Lr and LR(connected register, unified with R14)

PC and PC(program counter, unified with R15)

CPSR and CPSR(Program Status Register)

SPSR and SPSR(Program Status Register)

F0-f7 and F0-F7(FPA register)

S0-s31 and S0-S31(VFP single precision register)

D0-d15 and D0-D15(VFP double precision register)

P0-p15 (coprocessor 0-15)

C0-c15 (Coprocessor registers 0-15)

6. Assembler uses the required concerns in functions:

1. When the function parameters are less than 4, the subroutines pass the parameters through registers R0-R3; When the number of parameters is more than 4, the redundant parameters are passed through the data stack. The push order is opposite to the parameter order. The values of R0 to R3 do not need to be restored before the subroutine returns.
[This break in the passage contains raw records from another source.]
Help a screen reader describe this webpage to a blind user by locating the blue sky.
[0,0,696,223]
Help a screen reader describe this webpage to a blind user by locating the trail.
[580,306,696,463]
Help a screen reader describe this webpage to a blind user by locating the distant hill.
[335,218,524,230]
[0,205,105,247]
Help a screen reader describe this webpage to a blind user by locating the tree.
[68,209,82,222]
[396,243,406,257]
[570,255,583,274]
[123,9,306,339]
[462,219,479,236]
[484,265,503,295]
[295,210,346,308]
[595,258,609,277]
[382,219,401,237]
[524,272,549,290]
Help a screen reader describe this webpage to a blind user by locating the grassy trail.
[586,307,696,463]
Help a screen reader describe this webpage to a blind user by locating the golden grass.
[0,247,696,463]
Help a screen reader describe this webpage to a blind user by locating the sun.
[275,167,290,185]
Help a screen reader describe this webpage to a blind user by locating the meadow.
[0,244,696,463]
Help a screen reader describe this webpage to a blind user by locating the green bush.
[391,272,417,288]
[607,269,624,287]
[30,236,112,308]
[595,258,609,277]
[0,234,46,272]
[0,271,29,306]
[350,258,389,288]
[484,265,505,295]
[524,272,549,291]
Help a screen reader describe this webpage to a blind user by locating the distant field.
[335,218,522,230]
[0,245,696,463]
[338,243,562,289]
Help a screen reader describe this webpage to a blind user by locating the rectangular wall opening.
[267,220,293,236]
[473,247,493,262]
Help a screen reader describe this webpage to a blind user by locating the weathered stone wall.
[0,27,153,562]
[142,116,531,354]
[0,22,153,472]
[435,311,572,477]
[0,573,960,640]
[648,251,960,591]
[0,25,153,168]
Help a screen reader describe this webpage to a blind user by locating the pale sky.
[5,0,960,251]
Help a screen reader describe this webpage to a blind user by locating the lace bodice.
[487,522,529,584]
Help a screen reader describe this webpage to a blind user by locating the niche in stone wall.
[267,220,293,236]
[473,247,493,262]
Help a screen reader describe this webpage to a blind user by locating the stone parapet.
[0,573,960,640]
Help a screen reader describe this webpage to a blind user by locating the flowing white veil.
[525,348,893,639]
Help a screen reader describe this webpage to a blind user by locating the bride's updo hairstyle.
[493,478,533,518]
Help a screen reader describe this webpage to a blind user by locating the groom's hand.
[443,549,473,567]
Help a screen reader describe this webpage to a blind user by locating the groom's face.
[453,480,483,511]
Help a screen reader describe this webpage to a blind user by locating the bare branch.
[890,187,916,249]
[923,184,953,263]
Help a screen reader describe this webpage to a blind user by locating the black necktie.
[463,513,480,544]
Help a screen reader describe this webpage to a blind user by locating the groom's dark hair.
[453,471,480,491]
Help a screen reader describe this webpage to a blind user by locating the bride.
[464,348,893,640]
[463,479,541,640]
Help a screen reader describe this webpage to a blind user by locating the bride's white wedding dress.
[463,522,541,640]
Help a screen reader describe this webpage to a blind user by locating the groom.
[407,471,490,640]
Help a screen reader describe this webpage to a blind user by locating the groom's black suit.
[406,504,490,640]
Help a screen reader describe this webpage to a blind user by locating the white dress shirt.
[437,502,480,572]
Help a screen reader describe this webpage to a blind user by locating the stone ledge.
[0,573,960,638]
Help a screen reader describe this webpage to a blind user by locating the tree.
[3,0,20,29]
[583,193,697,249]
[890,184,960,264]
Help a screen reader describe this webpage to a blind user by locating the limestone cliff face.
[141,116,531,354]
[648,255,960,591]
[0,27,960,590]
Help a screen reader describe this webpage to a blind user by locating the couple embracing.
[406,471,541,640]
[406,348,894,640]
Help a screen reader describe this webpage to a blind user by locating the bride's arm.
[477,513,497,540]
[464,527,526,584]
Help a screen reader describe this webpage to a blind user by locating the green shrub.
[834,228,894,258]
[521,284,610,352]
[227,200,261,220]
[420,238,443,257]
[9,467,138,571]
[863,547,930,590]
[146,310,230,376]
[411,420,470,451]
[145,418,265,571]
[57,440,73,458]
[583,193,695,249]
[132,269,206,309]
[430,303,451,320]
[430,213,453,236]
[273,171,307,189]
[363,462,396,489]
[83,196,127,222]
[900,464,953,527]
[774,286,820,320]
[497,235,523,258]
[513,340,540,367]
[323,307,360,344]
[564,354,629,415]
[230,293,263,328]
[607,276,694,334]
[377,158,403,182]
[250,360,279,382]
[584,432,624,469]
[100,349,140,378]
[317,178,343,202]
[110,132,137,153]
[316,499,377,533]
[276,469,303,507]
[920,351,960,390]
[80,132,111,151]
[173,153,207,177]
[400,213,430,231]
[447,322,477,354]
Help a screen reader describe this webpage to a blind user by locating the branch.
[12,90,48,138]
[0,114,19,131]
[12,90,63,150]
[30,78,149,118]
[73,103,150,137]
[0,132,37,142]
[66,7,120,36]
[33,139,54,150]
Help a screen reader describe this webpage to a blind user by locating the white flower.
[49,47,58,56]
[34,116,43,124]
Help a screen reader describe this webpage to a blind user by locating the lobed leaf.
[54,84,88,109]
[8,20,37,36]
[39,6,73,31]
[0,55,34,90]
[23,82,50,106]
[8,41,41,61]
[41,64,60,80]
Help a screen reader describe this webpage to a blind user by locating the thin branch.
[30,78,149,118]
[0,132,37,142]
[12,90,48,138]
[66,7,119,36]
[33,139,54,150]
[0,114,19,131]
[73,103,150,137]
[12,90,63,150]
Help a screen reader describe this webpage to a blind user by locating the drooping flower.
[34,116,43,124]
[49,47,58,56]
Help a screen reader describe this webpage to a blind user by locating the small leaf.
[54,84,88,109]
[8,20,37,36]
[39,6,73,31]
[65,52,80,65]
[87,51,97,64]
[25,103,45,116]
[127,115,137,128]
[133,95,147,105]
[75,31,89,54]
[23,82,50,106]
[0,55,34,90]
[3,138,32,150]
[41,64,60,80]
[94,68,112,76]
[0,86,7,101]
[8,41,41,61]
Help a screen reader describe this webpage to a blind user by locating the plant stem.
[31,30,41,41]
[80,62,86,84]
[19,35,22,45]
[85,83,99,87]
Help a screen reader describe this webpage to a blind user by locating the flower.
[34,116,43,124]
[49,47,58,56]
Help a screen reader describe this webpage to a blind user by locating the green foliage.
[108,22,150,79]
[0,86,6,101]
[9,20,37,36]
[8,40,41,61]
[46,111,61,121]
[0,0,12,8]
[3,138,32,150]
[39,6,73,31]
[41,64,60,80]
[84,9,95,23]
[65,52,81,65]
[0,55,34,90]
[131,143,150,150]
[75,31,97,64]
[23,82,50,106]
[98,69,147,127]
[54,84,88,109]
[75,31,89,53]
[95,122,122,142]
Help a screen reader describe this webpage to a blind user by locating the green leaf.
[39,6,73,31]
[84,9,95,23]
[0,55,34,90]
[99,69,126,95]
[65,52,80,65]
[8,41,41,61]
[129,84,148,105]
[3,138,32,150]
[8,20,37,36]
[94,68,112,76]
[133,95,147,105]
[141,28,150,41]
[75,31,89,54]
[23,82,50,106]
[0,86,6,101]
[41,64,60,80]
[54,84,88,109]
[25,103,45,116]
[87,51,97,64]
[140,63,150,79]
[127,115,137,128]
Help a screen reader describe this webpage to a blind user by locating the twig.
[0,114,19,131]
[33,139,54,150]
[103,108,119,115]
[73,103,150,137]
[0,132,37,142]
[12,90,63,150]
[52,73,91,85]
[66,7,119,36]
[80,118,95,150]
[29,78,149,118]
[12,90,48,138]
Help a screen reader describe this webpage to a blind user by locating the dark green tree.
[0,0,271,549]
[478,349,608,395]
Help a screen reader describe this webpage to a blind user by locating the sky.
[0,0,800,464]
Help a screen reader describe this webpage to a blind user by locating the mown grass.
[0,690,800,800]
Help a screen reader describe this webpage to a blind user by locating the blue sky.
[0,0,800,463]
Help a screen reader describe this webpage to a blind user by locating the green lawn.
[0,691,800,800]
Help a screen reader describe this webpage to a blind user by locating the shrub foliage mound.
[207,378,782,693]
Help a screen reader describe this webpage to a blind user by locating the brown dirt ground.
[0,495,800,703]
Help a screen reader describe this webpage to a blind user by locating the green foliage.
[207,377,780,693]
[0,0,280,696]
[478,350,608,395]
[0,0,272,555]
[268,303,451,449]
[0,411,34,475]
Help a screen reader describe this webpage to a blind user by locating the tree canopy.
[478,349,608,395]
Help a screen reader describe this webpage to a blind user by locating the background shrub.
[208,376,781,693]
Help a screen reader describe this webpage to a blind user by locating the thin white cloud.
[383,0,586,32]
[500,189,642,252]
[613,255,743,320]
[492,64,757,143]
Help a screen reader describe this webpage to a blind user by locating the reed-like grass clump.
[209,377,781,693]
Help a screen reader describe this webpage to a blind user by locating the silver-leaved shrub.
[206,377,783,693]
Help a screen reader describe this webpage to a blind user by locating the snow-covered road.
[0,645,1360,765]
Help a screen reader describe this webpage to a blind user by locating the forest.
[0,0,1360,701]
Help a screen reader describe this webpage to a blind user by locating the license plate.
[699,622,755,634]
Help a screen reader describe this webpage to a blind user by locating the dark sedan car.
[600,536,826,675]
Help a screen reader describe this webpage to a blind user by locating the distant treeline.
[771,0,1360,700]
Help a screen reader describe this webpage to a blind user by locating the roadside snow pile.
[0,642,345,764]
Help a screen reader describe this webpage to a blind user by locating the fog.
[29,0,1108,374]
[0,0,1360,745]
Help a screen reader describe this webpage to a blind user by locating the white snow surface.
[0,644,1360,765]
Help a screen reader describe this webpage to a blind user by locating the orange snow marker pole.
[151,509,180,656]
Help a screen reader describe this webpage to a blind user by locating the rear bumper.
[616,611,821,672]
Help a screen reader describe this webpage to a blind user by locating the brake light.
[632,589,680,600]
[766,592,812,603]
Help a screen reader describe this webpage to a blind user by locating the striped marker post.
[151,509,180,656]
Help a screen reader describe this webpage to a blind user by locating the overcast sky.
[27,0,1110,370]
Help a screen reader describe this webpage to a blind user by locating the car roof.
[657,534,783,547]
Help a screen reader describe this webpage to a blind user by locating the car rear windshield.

2. In the subroutine, use R4~R11 to save local variables. If the use needs to be stored on the stack, these registers need to be restored before the subroutine returns; R12 is a temporary register and does not need to be saved to use. 3.R13 is used as data frame pointer, denoted as SP; R14 is used as the link register, known as LR, and is used to store the address when the subroutine returns; R15 is the program counter, I’ll call it PC. 4.ATPCS specifies that the stack is full descending the stack FD; 5. Subroutine return 32 bit integer, use R0 return; When returning a 64-bit integer, use R0 to return the low value and R1 to return the high value.